Charlie Hebdo: stille Fragen in einer lauten Welt
Glauben mitteleuropäische Satiriker und Publizisten angesichts von Gewehren und Granaten wirklich noch an die Macht des Wortes? – Ist die Publikation anstössiger Cartoons heute ein mutiger Akt in einer angespannten Lage? Oder ist es Effekthascherei in einer empörungsbereiten Gesellschaft? – Fehlt es Terroristen und Satirikern gleichermassen an Phantasie? Während die einen jede Schmähung Mohammeds auf […]
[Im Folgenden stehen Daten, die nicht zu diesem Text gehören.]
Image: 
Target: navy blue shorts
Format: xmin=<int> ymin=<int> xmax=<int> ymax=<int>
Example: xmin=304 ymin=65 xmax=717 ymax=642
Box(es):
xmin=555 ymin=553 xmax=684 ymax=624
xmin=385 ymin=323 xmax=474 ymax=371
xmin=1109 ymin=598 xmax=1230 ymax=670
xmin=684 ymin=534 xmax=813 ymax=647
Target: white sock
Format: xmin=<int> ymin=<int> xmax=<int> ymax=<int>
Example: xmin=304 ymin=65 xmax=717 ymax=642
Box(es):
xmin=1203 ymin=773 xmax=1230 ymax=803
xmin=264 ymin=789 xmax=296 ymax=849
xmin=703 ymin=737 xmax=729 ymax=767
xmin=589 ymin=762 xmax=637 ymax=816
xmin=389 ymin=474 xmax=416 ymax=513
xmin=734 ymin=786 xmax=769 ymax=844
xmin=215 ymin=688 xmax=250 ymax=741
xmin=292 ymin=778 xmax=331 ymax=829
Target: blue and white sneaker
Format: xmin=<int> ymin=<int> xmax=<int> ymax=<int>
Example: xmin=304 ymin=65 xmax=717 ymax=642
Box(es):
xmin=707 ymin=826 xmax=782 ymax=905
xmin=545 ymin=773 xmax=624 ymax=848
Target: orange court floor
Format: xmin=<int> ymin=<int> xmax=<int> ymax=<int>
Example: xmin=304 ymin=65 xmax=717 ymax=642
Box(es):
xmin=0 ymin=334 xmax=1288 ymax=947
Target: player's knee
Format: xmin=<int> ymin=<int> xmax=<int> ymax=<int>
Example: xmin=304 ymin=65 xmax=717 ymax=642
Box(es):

Glauben mitteleuropäische Satiriker und Publizisten angesichts von Gewehren und Granaten wirklich noch an die Macht des Wortes? – Ist die Publikation anstössiger Cartoons heute ein mutiger Akt in einer angespannten Lage? Oder ist es Effekthascherei in einer empörungsbereiten Gesellschaft? – Fehlt es Terroristen und Satirikern gleichermassen an Phantasie? Während die einen jede Schmähung Mohammeds auf sich beziehen, glauben die anderen, dass selbst die grösste Provokation bloss noch eine Schlagzeile mit geringer Halbwertszeit bewirke. – «Charlie Hebdo» kommt aus der linken Ecke. Hätten sich die mitteleuropäischen Medienschaffenden ebenso solidarisch erwiesen, wenn ein rechtes Magazin aufgrund islamkritischer Publikationen attackiert worden wäre? – Dieselben, die nun die Meinungsfreiheit wortgewaltig verteidigen, tolerieren gemeinhin nur ungern Meinungen, die ihre gesellschaftlichen Glaubenssätze attackieren. Bemerken sie die eigene Scheinheiligkeit? – Ist es ein zivilisatorischer Fortschritt, die Bekundung von (dummen und falschen) Worten unter Strafe zu stellen, oder ist es ein barbarisches Relikt? – Kann die Verteidigung des Rechts auf freie Rede etwas anderes meinen als dies: die Freiheit zu verteidigen, dass Mitmenschen Meinungen äussern, die ich selbst nicht teile bzw. ablehne bzw. mit aller Vehemenz zurückweise? –Wo genau verläuft die Grenze zwischen Wort und Tat, zwischen Meinungsäusserung und Anstiftung zu Hass? – Satire darf alles, muss aber nicht alles. Ist das korrekt? – Wer hat das Recht zu entscheiden, wo der Spass aufhört? Der Sichbetroffenfühlende? Die Mehrheit? Die Richter? Oder mangels Alternativen eben: niemand?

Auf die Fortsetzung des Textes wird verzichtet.